Most people might say that the two sentences are different but has difficulty expressing how they differ. In the English language, some sentences may sound the same but totally mean the opposite. With the two sentences above, the usage of “whether” and “if” makes a whole difference. Let us find out how these two are used in sentences appropriately.

Whether is used on sentences to show choices or alternatives. In using whether, one should pair it with or/or not. When using this in the sentence, the choices could be a yes or a no and can have a positive or negative possibility. Presenting these two choices does not show any condition in the action.

Examples:

  • The lifeguard was very irresponsible. He did not care whether the swimmer sink or swim in the pool.
  • I would like to know whether you want wine or beer.



IF is a conditional – meaning to say, the result of the action actually depends on a specific condition. There are three types of conditionals in the English language.

a. Type I Conditional – Present Real Conditional

This conditional shows that when this action happens, the other action is the most possible result.

Examples:

If you turn this switch on, it will set off an alarm.

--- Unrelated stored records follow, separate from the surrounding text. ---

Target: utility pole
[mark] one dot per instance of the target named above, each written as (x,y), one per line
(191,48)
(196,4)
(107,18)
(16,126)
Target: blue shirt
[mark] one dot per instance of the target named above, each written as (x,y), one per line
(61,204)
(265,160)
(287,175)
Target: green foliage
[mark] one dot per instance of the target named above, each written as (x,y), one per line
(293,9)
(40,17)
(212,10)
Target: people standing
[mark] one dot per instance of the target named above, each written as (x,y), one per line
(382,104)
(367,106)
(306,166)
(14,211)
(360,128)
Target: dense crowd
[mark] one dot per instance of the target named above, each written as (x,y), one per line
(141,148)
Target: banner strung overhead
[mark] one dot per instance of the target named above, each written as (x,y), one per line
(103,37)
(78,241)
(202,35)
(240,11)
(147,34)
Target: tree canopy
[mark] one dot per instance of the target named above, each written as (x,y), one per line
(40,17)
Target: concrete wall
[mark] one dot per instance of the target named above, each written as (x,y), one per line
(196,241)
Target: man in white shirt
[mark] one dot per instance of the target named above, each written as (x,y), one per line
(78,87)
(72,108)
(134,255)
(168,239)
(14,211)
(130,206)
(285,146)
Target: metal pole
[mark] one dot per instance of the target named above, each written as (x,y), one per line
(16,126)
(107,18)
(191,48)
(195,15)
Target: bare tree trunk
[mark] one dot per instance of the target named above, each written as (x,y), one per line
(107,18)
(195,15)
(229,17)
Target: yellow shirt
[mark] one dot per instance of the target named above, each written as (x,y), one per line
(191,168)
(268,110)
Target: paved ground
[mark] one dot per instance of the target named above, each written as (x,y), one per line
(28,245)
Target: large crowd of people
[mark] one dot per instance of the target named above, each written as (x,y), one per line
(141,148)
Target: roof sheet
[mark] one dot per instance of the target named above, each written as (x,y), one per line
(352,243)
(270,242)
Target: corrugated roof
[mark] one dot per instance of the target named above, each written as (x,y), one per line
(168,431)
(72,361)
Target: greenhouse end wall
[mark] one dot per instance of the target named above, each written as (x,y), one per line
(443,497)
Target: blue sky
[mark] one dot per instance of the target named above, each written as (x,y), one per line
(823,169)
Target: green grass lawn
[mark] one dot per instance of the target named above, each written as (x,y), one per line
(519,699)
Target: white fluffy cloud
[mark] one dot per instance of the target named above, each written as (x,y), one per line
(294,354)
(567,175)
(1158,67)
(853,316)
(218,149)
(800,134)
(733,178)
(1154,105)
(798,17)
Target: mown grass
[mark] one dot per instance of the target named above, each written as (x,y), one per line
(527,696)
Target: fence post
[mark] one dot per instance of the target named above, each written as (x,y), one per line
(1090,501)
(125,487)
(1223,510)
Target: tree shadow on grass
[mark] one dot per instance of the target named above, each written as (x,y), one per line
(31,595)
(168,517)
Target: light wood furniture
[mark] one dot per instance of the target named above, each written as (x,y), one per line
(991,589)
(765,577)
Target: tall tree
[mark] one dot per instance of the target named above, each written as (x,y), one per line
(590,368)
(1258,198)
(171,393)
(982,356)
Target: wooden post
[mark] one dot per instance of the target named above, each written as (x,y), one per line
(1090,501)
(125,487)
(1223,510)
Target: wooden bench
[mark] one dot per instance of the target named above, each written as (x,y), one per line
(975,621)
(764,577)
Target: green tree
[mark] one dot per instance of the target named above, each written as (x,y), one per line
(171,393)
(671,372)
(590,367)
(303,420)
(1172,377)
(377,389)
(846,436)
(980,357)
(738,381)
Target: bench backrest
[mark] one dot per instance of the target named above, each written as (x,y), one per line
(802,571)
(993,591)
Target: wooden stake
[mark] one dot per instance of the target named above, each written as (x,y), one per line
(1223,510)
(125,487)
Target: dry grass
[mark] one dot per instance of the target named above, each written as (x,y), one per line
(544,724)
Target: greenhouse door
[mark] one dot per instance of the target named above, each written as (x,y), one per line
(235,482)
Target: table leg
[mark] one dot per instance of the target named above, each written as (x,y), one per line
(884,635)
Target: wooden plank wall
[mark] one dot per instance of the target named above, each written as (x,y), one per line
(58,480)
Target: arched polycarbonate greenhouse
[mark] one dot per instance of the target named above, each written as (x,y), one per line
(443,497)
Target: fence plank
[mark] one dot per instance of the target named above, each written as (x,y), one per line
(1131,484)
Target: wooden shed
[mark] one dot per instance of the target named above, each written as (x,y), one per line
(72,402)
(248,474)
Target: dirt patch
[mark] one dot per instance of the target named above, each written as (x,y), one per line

The kids will be very disappointed if you do not bring any cake.



b. Type II Conditional – Present Unreal Conditional

This conditional is used when we want to emphasized on present imagined situations. This action would happen on a certain unreal condition.

Examples:

  • If I had a lot of money, I would spend my summer in the Bali.
  • She would be very upset if he did not call.



c. Type III Conditional – Past Unreal Conditional

A certain action happened in the past. You think about it and imagined it in a different situation. The third conditional is used for imagined situations in the past. It often shows regret on the action done.

Example:

If I had known about the test, I should have studied for it last night.

I did not know that there was a test. I did not study last night.

She could have been hurt if you did not protect her.

I protected her so she was not hurt.

Now, let us compare sentences with whether and if.

Call me if you are going to cook dinner tonight.

Call me whether you are going to cook dinner tonight.

In the first sentence, it shows that the person should only talk to the speaker if you are cooking, if not, then do not call. On the other hand, the second sentence tells us that the person should tell the person whether she is doing the cooking or not.

Grammar seems to be very difficult once you do not practice making sentences applying the rules. To be familiar with the rules, practice more and do a lot of exercises. Whether you want it or not, English grammar will always be part of your journey in learning English.